Credo sia opportuno elogiare il grande senso di equilibrio con cui “L’Occidentale” sta seguendo le varie fasi della campagna elettorale negli Stati Uniti. Non lo scriverei se anche se la maggior parte dei giornali, e dei mass media italiani in genere, si comportasse nello stesso modo. Invece non è così. A partire da “Repubblica” – ma molti altri casi si possono citare – si assiste a un tambureggiare continuo di notizie che vorrebbero convincere lettori e spettatori circa le doti eccellenti del Presidente in carica Barack Obama. Un grande Presidente, ci vien detto, nella cui rielezione bisogna sperare per il bene del mondo, degli USA e, non ultima, dell’Italia.

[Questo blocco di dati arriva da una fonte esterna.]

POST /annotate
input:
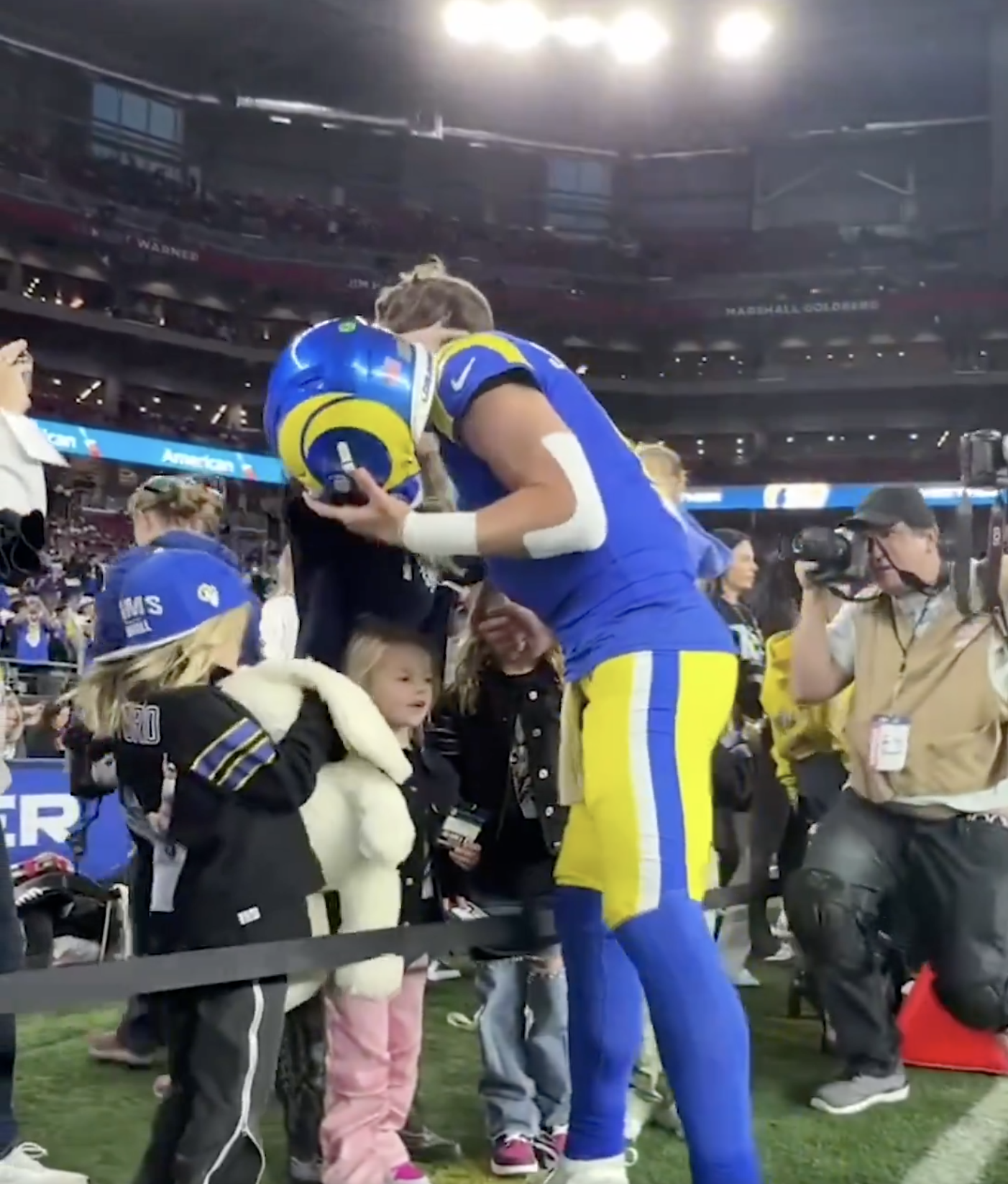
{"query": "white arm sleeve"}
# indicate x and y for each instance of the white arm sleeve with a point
(841, 639)
(588, 526)
(586, 529)
(278, 628)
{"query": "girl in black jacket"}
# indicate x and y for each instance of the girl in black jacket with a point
(500, 724)
(214, 804)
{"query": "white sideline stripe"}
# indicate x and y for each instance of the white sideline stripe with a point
(961, 1155)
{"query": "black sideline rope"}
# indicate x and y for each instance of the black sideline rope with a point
(71, 988)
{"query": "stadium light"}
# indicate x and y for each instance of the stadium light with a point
(637, 37)
(467, 22)
(518, 27)
(743, 35)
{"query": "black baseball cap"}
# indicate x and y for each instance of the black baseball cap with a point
(891, 505)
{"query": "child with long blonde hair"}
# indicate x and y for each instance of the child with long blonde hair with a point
(214, 804)
(373, 1053)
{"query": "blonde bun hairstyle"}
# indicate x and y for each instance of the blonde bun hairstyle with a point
(186, 505)
(430, 295)
(665, 468)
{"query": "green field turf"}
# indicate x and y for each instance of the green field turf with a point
(93, 1118)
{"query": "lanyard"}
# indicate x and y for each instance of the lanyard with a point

Nel caso di “Repubblica” l’atteggiamento era del tutto prevedibile e risulta quindi scontato. Anche se desta un certo fastidio la pretesa del quotidiano romano, e soprattutto del suo fondatore Eugenio Scalfari, di essere tanto importanti da poter addirittura influenzare l’esito delle elezioni suddette. Manie di grandezza del tutto ingiustificate, ovviamente, visto che “Repubblica” quasi sempre non c’azzecca nel nostro Paese, figuriamoci quindi negli USA.

Tuttavia anche su social network e blog vari non si scherza affatto. Sono pieni di immagini di Obama che sorride fiducioso, di Michelle che ammalia il pubblico con il suo fascino, di Clinton che scambia con il Presidente in scadenza un inchino reciproco (nonostante i ben noti dissapori di un passato che non è poi così lontano). E fioccano le richieste di mettere il “like” accanto a ogni immagine.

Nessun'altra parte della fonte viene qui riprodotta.